In another stroke of luck, his friend, fellow Galway man and doctor Stephen Lambert was on hand, and had just spent the previous few days doing a refresher course in CPR.

“It was unbelievably lucky,” recalls Regan. “It turns out the next day I needed CPR — little did Stephen know.”

In a further remarkable turn of fate, an ambulance happened to be in the area after it was called to someone who broke their leg at a nearby swimming pool. The paramedics immediately detoured to the more serious heart attack.

“Someone was looking down on me that day,” said Regan.

Defibrillator

It turned out a defibrillator at McGovern Park wasn’t working and the ambulance got to him just in time with a working device.

“As it shocked me I jumped two feet off the ground,” he told RTÉ radio. “I don’t remember it, but that is what I have been told.”

Rushed to Harefield Hospital — a nearby hospital that also happens to be the largest specialist heart centre in the UK — Regan underwent several tests and was discovered to have a condition called dilated cardiomyopathy.

“My heart doesn’t pump enough blood around the rest of my body,” he said. “They are not sure that caused the cardiac arrest . I have been back to the hospital a lot of times and I’m doing blood tests but they don’t know yet what caused it — they are still trying to figure that out.”

In the meantime, he doesn’t think he will be allowed play hurling again, but is exercising on a gym bike and hopes to back running soon.

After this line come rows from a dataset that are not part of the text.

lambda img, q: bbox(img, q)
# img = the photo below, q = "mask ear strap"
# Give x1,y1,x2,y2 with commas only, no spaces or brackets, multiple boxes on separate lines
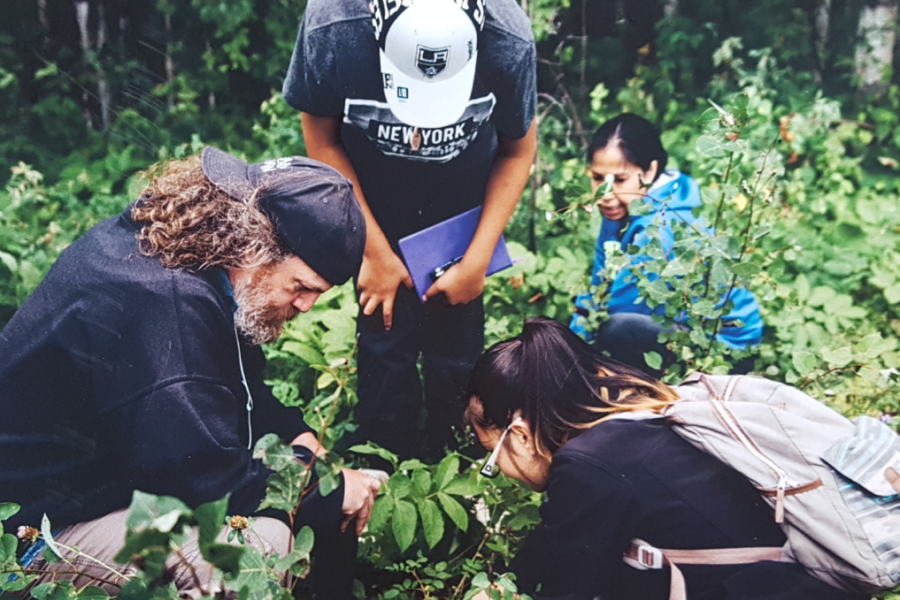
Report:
479,417,523,478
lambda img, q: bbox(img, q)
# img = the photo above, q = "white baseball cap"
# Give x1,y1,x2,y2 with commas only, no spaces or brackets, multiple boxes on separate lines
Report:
373,0,483,129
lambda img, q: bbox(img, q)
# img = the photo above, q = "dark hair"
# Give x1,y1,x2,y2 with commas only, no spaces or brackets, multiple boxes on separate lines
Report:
465,317,679,457
586,114,668,180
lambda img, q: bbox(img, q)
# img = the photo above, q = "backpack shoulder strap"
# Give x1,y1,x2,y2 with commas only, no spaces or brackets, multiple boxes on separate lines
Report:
623,539,783,600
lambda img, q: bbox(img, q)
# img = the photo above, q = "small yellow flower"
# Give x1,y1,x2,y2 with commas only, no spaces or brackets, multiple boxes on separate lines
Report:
229,516,249,531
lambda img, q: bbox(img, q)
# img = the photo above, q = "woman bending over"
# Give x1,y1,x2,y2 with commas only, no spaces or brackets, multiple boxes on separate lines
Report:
467,317,862,600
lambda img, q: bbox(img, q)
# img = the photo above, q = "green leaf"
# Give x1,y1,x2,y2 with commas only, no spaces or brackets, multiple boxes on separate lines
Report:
0,503,20,522
0,250,17,274
436,492,468,532
441,477,483,497
858,333,897,359
41,514,65,560
388,473,412,500
807,286,835,307
78,586,110,600
696,135,729,158
280,341,325,366
397,458,427,471
791,350,818,375
434,454,460,491
224,542,270,593
294,526,315,556
253,434,297,471
367,496,393,533
0,533,16,562
885,284,900,304
644,351,663,370
203,543,245,575
417,498,444,549
31,582,72,600
347,443,399,468
660,258,688,277
317,464,342,498
257,461,307,512
471,572,491,588
317,371,335,389
125,491,191,533
795,274,810,301
506,504,541,530
729,262,760,278
412,469,432,496
821,346,852,367
392,499,417,552
195,496,229,549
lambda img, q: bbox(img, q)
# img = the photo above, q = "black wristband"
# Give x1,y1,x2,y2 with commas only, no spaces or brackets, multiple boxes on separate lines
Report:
291,445,315,466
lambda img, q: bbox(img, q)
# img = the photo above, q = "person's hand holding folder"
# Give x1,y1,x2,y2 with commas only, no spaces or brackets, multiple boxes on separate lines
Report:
422,256,487,305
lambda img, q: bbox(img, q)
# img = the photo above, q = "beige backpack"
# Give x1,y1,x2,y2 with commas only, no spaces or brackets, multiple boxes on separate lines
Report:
622,373,900,599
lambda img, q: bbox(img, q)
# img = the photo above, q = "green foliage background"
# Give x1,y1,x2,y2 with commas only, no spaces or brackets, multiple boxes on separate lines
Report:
4,0,900,598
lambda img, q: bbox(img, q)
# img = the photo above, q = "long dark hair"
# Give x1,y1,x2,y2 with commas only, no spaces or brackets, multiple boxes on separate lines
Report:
587,113,668,180
466,317,679,458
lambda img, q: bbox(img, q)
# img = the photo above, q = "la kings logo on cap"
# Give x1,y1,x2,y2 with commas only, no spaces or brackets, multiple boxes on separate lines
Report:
260,157,292,172
416,45,450,77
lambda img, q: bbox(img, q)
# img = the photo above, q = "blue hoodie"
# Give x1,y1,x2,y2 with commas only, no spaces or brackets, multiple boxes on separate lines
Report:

Recalling the death of his school friend Cathal Forde of Sudden Adult Death Syndrome while training for Kilburn in 2012, Regan said he feels "incredibly fortunate".

“I’d be saying what did I do to deserve to be so lucky to survive, and that everything worked out, with the ambulance and that, the way it happened to me,” he said.

“Thank God the nurses and Stephen were there, and had that experience and knew what they were doing.”